Step 4: Tool Use — Bedrock Reaches Beyond the PDF
One of Bedrock's most useful features is tool use (also called function calling). You define a set of tools the model can invoke, and Bedrock handles the back-and-forth conversation loop until it has everything it needs to generate the final response.
We provide the model with 5 tools to enrich the summary beyond what's written in the PDF:
- WebFetch — Fetch any public URL (portfolio, company page, etc.)
- GitHubUserFetch — Get GitHub profile metadata via the GitHub API
- GitHubReposFetch — List a candidate's public repositories
- GitHubRepoFetch — Get details about a specific repository
- SmartFetch — Auto-detect if a URL is a GitHub profile/repo or a plain webpage and call the right tool
For example, if the application includes a GitHub link, the model will call SmartFetch to pull public repo metadata — languages used, recent activity, project descriptions — and incorporate that context into the summary sent to Slack.
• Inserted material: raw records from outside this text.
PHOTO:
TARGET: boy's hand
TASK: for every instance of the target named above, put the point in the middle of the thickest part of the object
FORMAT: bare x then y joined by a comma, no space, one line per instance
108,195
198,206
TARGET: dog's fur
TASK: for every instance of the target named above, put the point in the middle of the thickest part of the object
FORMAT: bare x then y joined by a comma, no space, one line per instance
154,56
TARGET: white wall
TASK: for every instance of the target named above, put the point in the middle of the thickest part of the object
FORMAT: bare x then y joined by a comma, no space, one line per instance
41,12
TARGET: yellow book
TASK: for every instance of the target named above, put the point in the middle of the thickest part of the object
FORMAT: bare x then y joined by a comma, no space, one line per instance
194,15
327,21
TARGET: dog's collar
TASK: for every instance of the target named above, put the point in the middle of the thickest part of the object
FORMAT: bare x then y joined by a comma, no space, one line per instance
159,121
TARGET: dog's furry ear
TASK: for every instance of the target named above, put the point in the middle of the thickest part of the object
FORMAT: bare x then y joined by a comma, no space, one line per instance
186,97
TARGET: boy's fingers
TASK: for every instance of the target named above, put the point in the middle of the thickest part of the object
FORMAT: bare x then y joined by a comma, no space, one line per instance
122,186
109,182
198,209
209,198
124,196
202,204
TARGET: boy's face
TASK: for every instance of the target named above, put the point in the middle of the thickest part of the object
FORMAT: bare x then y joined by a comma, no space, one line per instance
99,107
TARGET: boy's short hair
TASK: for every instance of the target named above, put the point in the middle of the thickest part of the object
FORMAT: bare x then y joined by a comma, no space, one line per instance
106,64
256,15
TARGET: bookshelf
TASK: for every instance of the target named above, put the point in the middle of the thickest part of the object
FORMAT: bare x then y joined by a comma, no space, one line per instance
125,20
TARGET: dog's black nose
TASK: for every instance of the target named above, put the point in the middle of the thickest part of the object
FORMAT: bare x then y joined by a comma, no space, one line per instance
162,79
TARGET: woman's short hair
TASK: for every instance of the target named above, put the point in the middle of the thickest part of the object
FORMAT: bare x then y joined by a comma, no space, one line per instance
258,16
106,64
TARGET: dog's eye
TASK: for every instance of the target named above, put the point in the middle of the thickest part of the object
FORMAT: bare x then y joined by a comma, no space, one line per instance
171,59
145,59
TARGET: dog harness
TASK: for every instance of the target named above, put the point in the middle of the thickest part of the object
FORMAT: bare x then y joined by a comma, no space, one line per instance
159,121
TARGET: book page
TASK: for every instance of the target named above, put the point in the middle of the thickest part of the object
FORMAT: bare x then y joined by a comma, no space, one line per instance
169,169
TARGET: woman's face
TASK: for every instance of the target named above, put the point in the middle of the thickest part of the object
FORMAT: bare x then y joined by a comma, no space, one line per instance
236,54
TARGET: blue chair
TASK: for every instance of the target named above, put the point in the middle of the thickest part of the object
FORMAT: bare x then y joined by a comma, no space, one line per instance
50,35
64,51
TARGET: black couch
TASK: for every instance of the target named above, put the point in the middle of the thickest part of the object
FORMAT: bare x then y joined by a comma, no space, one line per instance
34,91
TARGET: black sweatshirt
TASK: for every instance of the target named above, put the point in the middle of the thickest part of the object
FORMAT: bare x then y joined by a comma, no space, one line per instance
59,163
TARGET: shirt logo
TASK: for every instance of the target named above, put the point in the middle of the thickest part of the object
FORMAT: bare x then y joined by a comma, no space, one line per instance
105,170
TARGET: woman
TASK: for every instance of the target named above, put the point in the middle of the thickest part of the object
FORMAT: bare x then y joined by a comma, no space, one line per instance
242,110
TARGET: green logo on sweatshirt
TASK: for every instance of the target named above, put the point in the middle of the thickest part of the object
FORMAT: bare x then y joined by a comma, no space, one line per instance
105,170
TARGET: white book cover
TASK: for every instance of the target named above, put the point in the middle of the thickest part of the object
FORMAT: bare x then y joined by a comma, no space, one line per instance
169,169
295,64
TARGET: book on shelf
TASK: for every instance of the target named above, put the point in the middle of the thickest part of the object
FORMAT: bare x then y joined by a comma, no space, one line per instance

Step 5: Validating the AI Output
Bedrock is expected to return a structured JSON in its final message. We validate it with _validate_cv_summary() to ensure correctness before saving:
def _validate_cv_summary(data: dict, job_slug: str) -> dict:
for field in ["job_slug", "name", "report_markdown"]:
if not data.get(field, "").strip():
raise ValueError(f"Missing or empty field: {field}")
return data
This strict validation prevents malformed data from reaching the Slack notification step even if the model returns an unexpected response format.
Infrastructure as Code with Terraform
The entire system is packaged as a reusable Terraform module at infra/modules/cv-notification. Deploying it to a new environment is as simple as:
module "cv_notification" {
source = "../modules/cv-notification"
project_name = var.project_name
s3_bucket_name = aws_s3_bucket.bucket.id
s3_report_prefix = "cv-notification/reports"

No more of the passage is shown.